2012.02.11

【イングランド】フェルナンド・トーレスに何が起きているのか

  • マーク・バーク●文 text by Mark Burke森田浩之●訳 translation by Morita Hiroyuki
  • photo by Getty Images

マンチェスター・ユナイテッド戦に先発フル出場したトーレスだが、ゴールはならなかった リバプールからチェルシーに移籍して1年。フェルナンド・トーレスの調子が上がらない。今季はここまでリーグ戦19試合に出場、わずか2ゴールに止まっている。彼の身に何が起きているのか。かつて大宮アルディージャなどでプレイ経験のあるライターが描く――

 先日チェルシーの試合を見ていたら、FWのフェルナンド・トーレスがどうにもよくない。しばらく見ていると、彼がプレイに自信をなくし、ゲームを楽しめていないことがわかって、私は同情してしまった。
 
 同情? まさか! 若くして億万長者になり、あらゆる人々の夢を実現したフットボール選手に、いったい誰が同情などするだろう? でも私は、ついしてしまうのだ。思いがけないケガを別にすれば、プレイに自信をなくすことは選手に降りかかる最悪の状況だ。
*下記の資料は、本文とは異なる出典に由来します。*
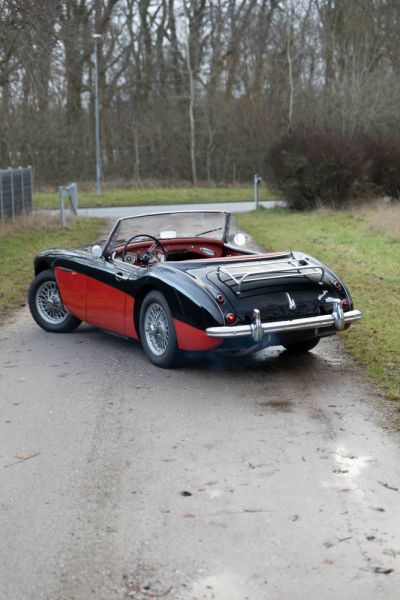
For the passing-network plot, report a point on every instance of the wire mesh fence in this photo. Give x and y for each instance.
(16, 191)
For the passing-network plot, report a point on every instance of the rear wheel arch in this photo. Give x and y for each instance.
(43, 265)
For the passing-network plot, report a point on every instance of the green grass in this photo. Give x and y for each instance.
(156, 195)
(369, 264)
(18, 250)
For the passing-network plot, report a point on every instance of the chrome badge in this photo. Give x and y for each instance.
(292, 303)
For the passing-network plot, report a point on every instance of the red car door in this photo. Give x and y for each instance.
(72, 287)
(105, 301)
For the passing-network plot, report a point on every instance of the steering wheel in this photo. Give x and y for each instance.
(148, 255)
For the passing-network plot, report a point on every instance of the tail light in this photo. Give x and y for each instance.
(345, 304)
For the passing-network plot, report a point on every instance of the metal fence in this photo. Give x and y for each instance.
(16, 191)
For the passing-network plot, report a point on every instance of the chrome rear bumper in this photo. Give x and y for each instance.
(257, 329)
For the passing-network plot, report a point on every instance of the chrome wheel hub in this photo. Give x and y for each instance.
(49, 305)
(156, 329)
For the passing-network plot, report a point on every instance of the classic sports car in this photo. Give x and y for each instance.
(182, 282)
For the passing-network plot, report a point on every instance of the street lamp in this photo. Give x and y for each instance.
(96, 37)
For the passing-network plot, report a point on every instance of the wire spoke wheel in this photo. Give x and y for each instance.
(156, 328)
(49, 305)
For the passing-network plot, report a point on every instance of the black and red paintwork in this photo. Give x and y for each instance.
(108, 292)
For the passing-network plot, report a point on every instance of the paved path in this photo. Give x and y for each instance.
(126, 211)
(267, 478)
 いうまでもなくトーレスはワールドクラスの選手だが、そんな彼でも自信の有無はプレイに大きく影響する。チョウの羽に少しでも触れたら、細かい粉が落ちて、チョウは飛べなくなる。フットボール選手の「羽」は自信だ。そこが傷ついたら、選手は飛べなくなる。

 この自然界に、チョウの羽ほどデリケートなものはそう多くはない。それでもフットボール選手の自信に比べれば、チョウの羽は鋼鉄くらい頑丈に思える。